Click here to watch the video story: http://www.newshub.co.nz/home/new-zealand/2017/03/french-freedom-camper-poos-on-dunedin-street.html
This story out of New Zealand has raised attention and once again the social habits of our overseas visitors who choose camping as an affordable way to see the world is brought into question.
At first, you are drawn to the fact that someone is taking a dump in the street. Fair enough, that’s undoubtedly not the socially acceptable norm, is it? However, as usual, the mobs are waiting with tar and feathers to run these free-loading ne’er do wells out of town, or the country, mainly.
Yes there is a problem with the habits on display from some vanpackers. On display usually because they’re camped in public areas not van parks and that raises some people’s ire for that simple fact: They’re not paying. From rubbish, to noise, to toilet paper and the stuff it ‘gift wraps’ in parks, to the washing of the dishes under the tap at the dump point! Yep, all of that is acknowledged here.
But, and I use that term advisably in this case, it makes me wonder. Here we have a young woman making herself potentially vulnerable in public. If you watch the video, the business owner with the security cameras points out that there is a 24-hour servo across the street. Do you really think that she might not have tried that option? How many servos have you been to where toilets are for either paying customers or, worse, staff only? Maybe she’d been there before, was now caught short, and had no option. We don’t know, nor will we as the couple declined to comment, as I expect most of us would. Maybe they’re not allowed to be ‘camping’ in that street in any event.
The bottom line (oh dear) is the whole tourist van- or backpacker situation needs cleaning up. And that starts with the locals. Us. Especially those with a direct financial stake. For everyone else, much as people love to scream ‘it might be socially acceptable to do that where you come from’ but truth is, it isn’t. France, and most of Europe for that matter, has fairly well-established social norms, or etiquette, you might say. Most of these tourists that contribute much to the local economy are kids, and if a van-hire company doesn’t equip them with the facilities or tells them it’s okay to crap in a plastic bag and place it in a waste bin … then you get what you get. Or if these visitors buy their own vehicle rather than hire it then they may be even more in the dark. If their language skills are a bit ordinaire, or they’ve already come up against some negative attitudes maybe they’re scared to ask.
Over Christmas I watched two youngsters mightily concerned at the stream of water running onto the ground from beneath their camper. Once I’d asked them if they had their aircon cranking we put their minds at rest but as they admitted “we know nothing”.
Who knows where they were heading in this wide and sometimes dangerous land? Obviously a huge learning curve ahead.

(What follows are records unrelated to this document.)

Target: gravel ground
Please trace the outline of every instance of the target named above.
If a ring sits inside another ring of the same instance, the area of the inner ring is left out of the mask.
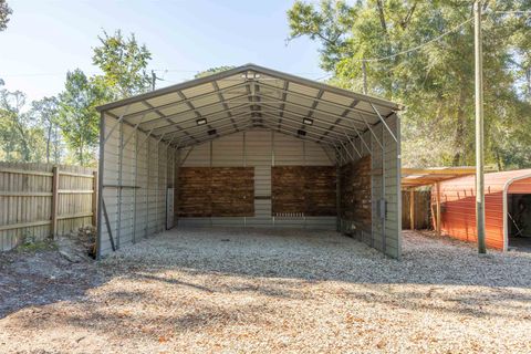
[[[405,232],[181,229],[98,264],[82,298],[0,320],[0,353],[530,353],[531,253]]]

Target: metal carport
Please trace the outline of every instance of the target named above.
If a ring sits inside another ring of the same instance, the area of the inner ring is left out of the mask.
[[[400,258],[400,108],[254,64],[100,106],[98,257],[189,225],[336,229]]]

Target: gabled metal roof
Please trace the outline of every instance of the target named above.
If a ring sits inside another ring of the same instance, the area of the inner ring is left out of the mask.
[[[402,108],[254,64],[97,107],[177,147],[253,127],[341,147]]]

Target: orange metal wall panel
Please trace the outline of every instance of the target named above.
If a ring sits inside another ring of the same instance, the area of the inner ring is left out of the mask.
[[[513,181],[507,192],[511,195],[531,194],[531,177]]]
[[[531,169],[485,175],[485,226],[487,247],[503,249],[503,188],[513,178],[531,175]],[[431,190],[435,210],[436,188]],[[531,178],[517,180],[509,187],[512,194],[531,192]],[[440,183],[441,232],[449,237],[476,242],[475,176]]]

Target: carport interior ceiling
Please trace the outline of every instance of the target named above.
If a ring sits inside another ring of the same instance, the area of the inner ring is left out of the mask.
[[[253,64],[103,105],[98,254],[178,223],[337,229],[399,258],[400,108]]]
[[[183,148],[266,127],[335,149],[384,123],[399,105],[248,64],[100,107]],[[346,157],[347,155],[343,155]]]

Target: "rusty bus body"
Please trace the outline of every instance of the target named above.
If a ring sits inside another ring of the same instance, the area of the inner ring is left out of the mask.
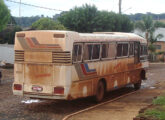
[[[13,93],[63,100],[96,95],[99,101],[105,91],[139,87],[148,66],[146,44],[131,33],[17,32]]]

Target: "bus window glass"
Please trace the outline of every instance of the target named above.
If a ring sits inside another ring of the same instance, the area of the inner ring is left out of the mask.
[[[134,55],[133,43],[130,43],[130,46],[129,46],[129,55]]]
[[[128,44],[123,44],[123,56],[128,56]]]
[[[147,46],[146,46],[146,45],[144,46],[144,54],[145,54],[145,55],[148,54],[148,53],[147,53]]]
[[[122,44],[117,44],[117,57],[122,56]]]
[[[82,45],[79,45],[78,48],[78,53],[77,53],[77,61],[81,61],[81,56],[82,56]]]
[[[84,60],[91,60],[92,58],[92,46],[90,44],[85,45],[84,49]]]
[[[108,48],[109,48],[109,44],[102,44],[102,58],[107,58],[108,57]]]
[[[73,47],[73,61],[81,61],[81,54],[82,54],[82,45],[76,44]]]
[[[116,43],[110,43],[108,50],[108,58],[115,58],[115,57],[116,57]]]
[[[77,61],[77,51],[78,51],[78,45],[73,46],[73,61]]]
[[[99,57],[100,57],[100,45],[94,44],[93,45],[92,59],[99,59]]]

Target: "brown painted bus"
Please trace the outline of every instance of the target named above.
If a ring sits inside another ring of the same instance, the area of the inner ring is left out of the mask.
[[[73,100],[145,79],[147,41],[132,33],[23,31],[15,36],[14,95]]]

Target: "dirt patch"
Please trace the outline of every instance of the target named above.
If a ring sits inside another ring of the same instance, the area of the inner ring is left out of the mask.
[[[3,83],[0,85],[0,120],[61,120],[78,110],[96,105],[93,99],[74,101],[30,101],[30,98],[14,96],[12,93],[13,69],[2,69]],[[154,97],[165,89],[165,64],[151,65],[147,81],[142,89],[116,102],[73,116],[71,120],[132,120],[138,111],[151,104]],[[133,91],[132,86],[109,92],[104,101]]]

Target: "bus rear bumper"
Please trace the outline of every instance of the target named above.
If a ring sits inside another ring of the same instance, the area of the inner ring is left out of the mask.
[[[66,100],[67,97],[64,95],[32,95],[24,94],[25,97],[35,98],[35,99],[51,99],[51,100]]]
[[[33,94],[33,93],[23,93],[22,91],[13,91],[13,94],[17,96],[24,96],[35,99],[67,100],[67,96],[65,95]]]

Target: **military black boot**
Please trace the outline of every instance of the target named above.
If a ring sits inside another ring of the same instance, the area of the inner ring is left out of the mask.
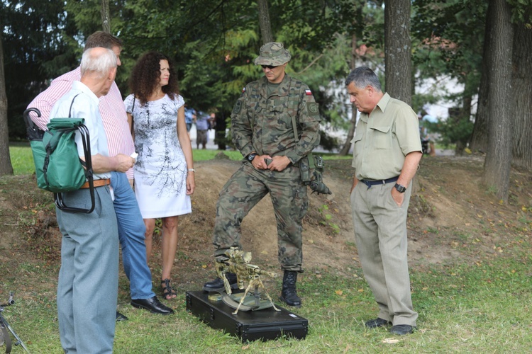
[[[231,289],[236,289],[238,287],[236,283],[236,274],[234,273],[226,273],[226,278],[227,278],[227,280],[229,281],[229,285],[231,285]],[[207,292],[215,291],[221,292],[225,290],[223,280],[217,278],[214,280],[207,282],[204,284],[203,290],[204,291]]]
[[[301,307],[301,297],[297,296],[296,291],[297,281],[297,272],[284,270],[284,275],[282,277],[282,290],[279,299],[288,306]]]

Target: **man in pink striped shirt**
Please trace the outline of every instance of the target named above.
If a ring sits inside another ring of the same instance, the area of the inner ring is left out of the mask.
[[[89,36],[85,50],[96,47],[109,48],[116,55],[120,66],[122,41],[105,32],[96,32]],[[38,108],[40,117],[31,113],[32,120],[45,130],[50,113],[55,102],[70,90],[72,82],[79,81],[81,71],[78,67],[52,81],[50,87],[41,92],[28,108]],[[104,122],[110,156],[118,154],[131,155],[135,152],[133,139],[128,123],[122,95],[113,82],[107,95],[100,98],[99,105]],[[146,261],[146,245],[144,243],[145,226],[138,209],[133,185],[133,169],[126,173],[113,172],[111,187],[114,193],[113,206],[118,224],[118,238],[122,248],[122,263],[124,272],[130,281],[131,305],[145,309],[154,314],[170,314],[174,311],[162,304],[152,290],[152,277]],[[128,180],[130,180],[128,182]],[[116,319],[127,318],[116,312]]]

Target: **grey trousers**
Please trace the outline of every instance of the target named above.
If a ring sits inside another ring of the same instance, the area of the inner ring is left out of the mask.
[[[379,305],[379,317],[394,325],[416,326],[408,269],[406,213],[411,188],[398,206],[394,183],[357,184],[351,193],[355,238],[364,276]]]
[[[112,353],[118,286],[118,234],[108,186],[94,188],[90,214],[56,209],[63,235],[57,315],[65,353]],[[87,207],[88,189],[64,195],[69,206]]]

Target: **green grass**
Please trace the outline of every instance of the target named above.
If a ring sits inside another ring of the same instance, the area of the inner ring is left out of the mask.
[[[411,272],[412,299],[419,313],[418,329],[404,337],[390,335],[386,329],[367,329],[364,321],[378,309],[366,282],[353,275],[320,275],[307,270],[300,277],[301,309],[293,309],[309,320],[306,338],[243,343],[214,330],[185,310],[185,290],[172,304],[176,314],[150,314],[119,299],[119,310],[129,317],[118,323],[114,351],[143,353],[529,353],[532,348],[532,310],[529,266],[520,261],[526,252],[510,258],[494,258],[479,265],[467,263],[435,265]],[[5,274],[9,266],[0,266]],[[57,331],[54,287],[40,290],[39,273],[46,266],[26,267],[25,274],[36,283],[18,293],[18,301],[5,312],[13,327],[32,353],[60,353]],[[57,270],[48,269],[48,272]],[[360,273],[360,270],[346,273]],[[10,279],[6,279],[11,282]],[[278,280],[267,287],[276,298]],[[29,285],[29,284],[28,284]],[[121,284],[127,294],[126,282]],[[0,287],[6,294],[6,285]],[[20,290],[19,290],[20,291]],[[397,339],[396,343],[385,343]]]
[[[234,150],[196,150],[192,149],[192,156],[194,161],[211,160],[214,156],[223,152],[229,156],[229,159],[234,161],[242,159],[242,154],[240,152]],[[324,160],[337,159],[352,159],[353,156],[348,155],[346,156],[339,156],[336,154],[319,154],[323,156]],[[11,143],[9,147],[9,155],[11,159],[11,166],[15,176],[28,175],[35,173],[35,166],[33,165],[33,156],[31,154],[31,149],[27,143]]]

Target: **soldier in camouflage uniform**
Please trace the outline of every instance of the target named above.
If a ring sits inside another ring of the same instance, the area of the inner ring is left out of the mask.
[[[298,162],[319,144],[320,116],[309,86],[284,72],[290,57],[282,43],[264,45],[255,64],[262,67],[265,76],[248,84],[235,104],[233,139],[245,158],[220,193],[213,243],[218,259],[230,247],[240,249],[242,219],[269,193],[284,270],[280,299],[299,307],[296,282],[297,273],[303,271],[301,219],[309,200]],[[228,279],[236,282],[234,275]],[[223,287],[217,278],[206,283],[204,290]]]

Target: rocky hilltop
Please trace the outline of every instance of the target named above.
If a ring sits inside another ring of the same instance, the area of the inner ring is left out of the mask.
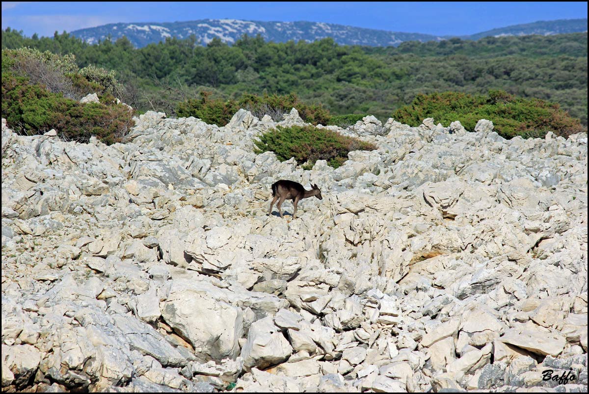
[[[487,37],[551,35],[587,31],[587,19],[557,19],[539,21],[534,23],[500,27],[470,35],[463,40],[477,40]],[[168,37],[187,38],[194,35],[203,45],[217,38],[233,44],[243,34],[255,37],[260,34],[265,41],[286,42],[290,40],[309,42],[331,37],[340,45],[396,47],[409,41],[439,41],[454,35],[439,37],[422,33],[408,33],[367,29],[321,22],[269,22],[244,21],[234,19],[205,19],[183,22],[148,22],[111,23],[96,27],[80,29],[71,32],[72,35],[88,44],[96,44],[110,37],[116,40],[126,37],[136,48],[142,48],[153,42],[164,41]]]
[[[295,110],[135,121],[2,120],[3,391],[586,392],[586,134],[366,117],[303,170],[253,153]],[[280,179],[323,200],[268,215]]]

So, no, I don’t condone taking a dump in the street but nor do I condone the ridiculous comments made by some who simply put no thought into their overreaction. Plenty of locals are easily prepared to trash their own backyard, or yours. There is lots of thought to be put into the education of our visitors before we scare them all away. And if we scare them away, who will pick your mangoes next Christmas. Think on!